De ce point de vue aussi, cette manifestation aura été une réussite. Mais une réussite d qui? De la droite, mais aussi de la société française qui ne tolère plus l'homophobie et l'a fait comprendre aux organisateurs.


samedi, janvier 05, 2013

Depardieu, Bardot, Poutine et une cathédrale

Ce  n'est pas le comportement erratique du comédien, auquel les récentes sorties de Brigitte Bardot ont donné un coté burlesque, qui est, dans l'affaire Depardieu le plus inquiétant, mais l'attitude de Poutine qui vient de faire un pied de nez frisant l'insulte à François Hollande. On savait Poutine guère regardant en matière de démocratie, de droit des peuples et assez indifférent à l'opinion du reste du monde mais il vient une nouvelle fois de le montrer. On espère simplement que François Hollande saura tirer parti de cette mauvaise manière que vient de lui faire le nouveau petit père des peuples pour annuler le projet de centre culturel orthodoxe engagé en 2010 avec Nicolas Sarkozy qui prévoit la construction d'une cathédrale (mais oui!) avec des bulbes dorés sur le quai Branly, à coté du champ de Mars (voir sur ce projet ici).


jeudi, janvier 03, 2013

Triste presse…

Après Le Monde, c'est Libération qui augmente ses prix.

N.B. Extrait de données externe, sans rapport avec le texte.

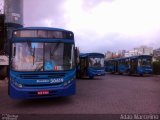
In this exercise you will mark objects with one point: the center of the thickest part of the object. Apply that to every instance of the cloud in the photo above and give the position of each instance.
(100, 25)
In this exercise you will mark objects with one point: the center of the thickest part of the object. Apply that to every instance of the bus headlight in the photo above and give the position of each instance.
(68, 82)
(16, 84)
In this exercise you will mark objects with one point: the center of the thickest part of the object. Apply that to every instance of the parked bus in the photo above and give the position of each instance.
(90, 65)
(42, 63)
(111, 65)
(141, 64)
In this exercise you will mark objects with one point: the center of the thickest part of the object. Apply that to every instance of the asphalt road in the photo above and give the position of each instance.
(109, 94)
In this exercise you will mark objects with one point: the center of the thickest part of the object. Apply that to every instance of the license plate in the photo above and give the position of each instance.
(45, 92)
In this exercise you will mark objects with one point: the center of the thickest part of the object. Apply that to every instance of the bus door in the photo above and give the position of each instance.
(83, 67)
(134, 64)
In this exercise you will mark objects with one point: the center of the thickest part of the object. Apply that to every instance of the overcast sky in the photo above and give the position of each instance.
(100, 25)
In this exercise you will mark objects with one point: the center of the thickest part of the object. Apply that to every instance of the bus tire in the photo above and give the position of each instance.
(141, 74)
(3, 72)
(91, 77)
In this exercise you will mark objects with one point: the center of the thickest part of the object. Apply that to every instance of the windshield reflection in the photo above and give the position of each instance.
(29, 56)
(96, 62)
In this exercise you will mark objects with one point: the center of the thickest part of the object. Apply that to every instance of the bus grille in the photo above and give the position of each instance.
(42, 76)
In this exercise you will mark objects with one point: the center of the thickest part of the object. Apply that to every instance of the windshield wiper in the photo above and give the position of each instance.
(33, 55)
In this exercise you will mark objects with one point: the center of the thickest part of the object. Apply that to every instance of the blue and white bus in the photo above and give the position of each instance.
(42, 63)
(140, 65)
(90, 65)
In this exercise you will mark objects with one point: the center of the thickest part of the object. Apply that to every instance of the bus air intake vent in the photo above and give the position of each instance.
(42, 76)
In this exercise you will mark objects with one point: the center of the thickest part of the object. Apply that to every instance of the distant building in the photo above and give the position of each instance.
(144, 50)
(111, 55)
(131, 53)
(156, 54)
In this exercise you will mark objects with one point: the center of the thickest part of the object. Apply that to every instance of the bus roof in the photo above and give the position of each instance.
(131, 57)
(41, 28)
(91, 55)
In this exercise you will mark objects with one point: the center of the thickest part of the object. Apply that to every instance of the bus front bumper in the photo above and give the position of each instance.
(33, 93)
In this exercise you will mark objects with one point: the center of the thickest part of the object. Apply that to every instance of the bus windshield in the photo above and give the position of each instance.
(96, 62)
(34, 56)
(145, 62)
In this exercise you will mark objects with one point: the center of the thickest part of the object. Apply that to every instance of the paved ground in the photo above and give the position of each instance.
(109, 94)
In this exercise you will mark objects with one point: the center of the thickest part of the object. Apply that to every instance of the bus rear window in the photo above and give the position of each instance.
(44, 34)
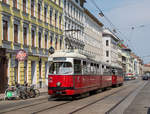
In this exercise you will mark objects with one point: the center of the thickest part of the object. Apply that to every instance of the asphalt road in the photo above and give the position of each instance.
(114, 100)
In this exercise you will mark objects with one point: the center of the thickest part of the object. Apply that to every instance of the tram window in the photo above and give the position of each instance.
(61, 68)
(77, 67)
(85, 70)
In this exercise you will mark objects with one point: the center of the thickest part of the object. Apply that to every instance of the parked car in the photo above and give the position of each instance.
(145, 77)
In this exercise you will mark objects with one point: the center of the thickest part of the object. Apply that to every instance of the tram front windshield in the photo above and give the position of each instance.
(61, 68)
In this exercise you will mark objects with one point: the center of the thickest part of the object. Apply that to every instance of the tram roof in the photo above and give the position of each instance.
(68, 54)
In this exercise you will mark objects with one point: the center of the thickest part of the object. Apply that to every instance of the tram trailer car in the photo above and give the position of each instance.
(73, 74)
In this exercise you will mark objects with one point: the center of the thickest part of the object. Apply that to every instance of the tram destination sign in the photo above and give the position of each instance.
(21, 55)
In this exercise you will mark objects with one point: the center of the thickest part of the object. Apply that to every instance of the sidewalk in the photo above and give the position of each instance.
(43, 91)
(141, 103)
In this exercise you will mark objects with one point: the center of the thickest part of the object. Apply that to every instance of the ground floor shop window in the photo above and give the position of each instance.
(16, 71)
(25, 71)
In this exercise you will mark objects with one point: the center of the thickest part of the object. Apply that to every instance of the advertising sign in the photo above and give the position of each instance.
(21, 55)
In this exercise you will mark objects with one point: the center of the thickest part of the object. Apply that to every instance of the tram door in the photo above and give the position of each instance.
(3, 74)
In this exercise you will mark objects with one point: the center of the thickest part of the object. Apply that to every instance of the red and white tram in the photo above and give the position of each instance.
(74, 74)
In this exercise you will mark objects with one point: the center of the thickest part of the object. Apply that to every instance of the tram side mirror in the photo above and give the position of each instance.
(51, 50)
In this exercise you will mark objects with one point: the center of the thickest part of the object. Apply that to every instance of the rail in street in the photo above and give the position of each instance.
(98, 103)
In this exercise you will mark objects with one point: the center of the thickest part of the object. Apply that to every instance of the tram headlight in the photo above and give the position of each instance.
(58, 84)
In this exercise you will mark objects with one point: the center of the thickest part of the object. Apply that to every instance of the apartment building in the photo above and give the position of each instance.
(74, 24)
(93, 37)
(33, 26)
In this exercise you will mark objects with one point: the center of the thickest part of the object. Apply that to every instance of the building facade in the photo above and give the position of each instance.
(111, 48)
(93, 37)
(33, 26)
(74, 24)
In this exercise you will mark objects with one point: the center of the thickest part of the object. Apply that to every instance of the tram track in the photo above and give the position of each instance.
(64, 103)
(108, 112)
(111, 109)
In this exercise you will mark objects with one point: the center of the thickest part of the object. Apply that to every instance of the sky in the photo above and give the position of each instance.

La presse va mal, ce n'est pas un scoop, mais ce qui, dans ce processus de destruction créatrice qu'elle vit, étonne le plus est l'étrange aveuglement de ses dirigeants, aveuglement dont le papier de Nicolas Demorand pour annoncer cette hausse est un trop triste exemple.

Que nous dit-il?  que "la production d’informations de qualité coûte cher, comme une photographie inédite, à la une ou en pages intérieures, qui marquera durablement l’œil et l’esprit de celui qui la regarde. La mise en scène, la mise en forme, la stylisation des «news» requièrent des équipes douées de savoir-faire rares, aux confins de l’art, qui concourent pleinement à l’identité d’un journal comme Libération." C'est exact, mais où sont, dans Libération, les informations originales? les reportages qui nous éclairent? On trouve dans ce quotidien des éditoriaux, des papiers de style (comme les excellents portraits de la dernière page), des reprises de dépêches d'agences de presse et des commentaires politiques, mais pas beaucoup d'articles que l'on ne trouve ailleurs, dans le Monde, Le Figaro ou le Parisien. Et c'est sans doute ce qui éloigne les lecteurs. Cela et une titraille à base de calembours et jeux de mots terriblement vieillie (comme ce "trop falaise dans ses baskets" de ce matin à propos d'Obama).

Si Libération perd des lecteurs c'est qu'il n'innove plus depuis longtemps, ne joue pas avec ses lecteurs, comme il le faisait lorsque les secrétaires de rédaction intervenaient dans les textes et se moquaient des journalistes, ne nous dit rien de nouveau sur la France, le monde et ne nous apprend rien.

Plus grave, peut-être, on ne sait en le lisant à qui il s'adresse, avec quel lecteur il entretient ce lien original qui en a fait, un temps, le quotidien d'une génération. Ses positions politiques actuelles témoignent d'une direction erratique. Est-ce bien malin de critiquer si sévèrement Hollande et de parler de son incompétence quand la plupart de vos lecteurs ont voté pour lui? Rien, en fait, ne donne envie de l'acheter sinon l'habitude et le souci de ne pas rester désoeuvré dans le métro.

Demorand annonce pour les mois à venir "d’autres manières de faire du journalisme." Mais rien sur l'articulation entre le journal imprimé et internet, alors que le plus intéressant du journal est souvent à chercher dans les blogs de ses journalistes qui peuvent publier sur internet ce qui ne trouve pas place dans l'édition papier (on pense aux Coulisses de Bruxelles de Jean Quatremer ou Secret Défense de Jean-Dominique Merchet aujourd'hui chez Marianne). Rien non plus sur la taille des papiers, qui paraissent longs dans la version imprimée et si courts sur un ipad. Je crains que ces nouvelles "manières de faire du journalisme" ressemblent comme deux gouttes d'eau aux anciennes.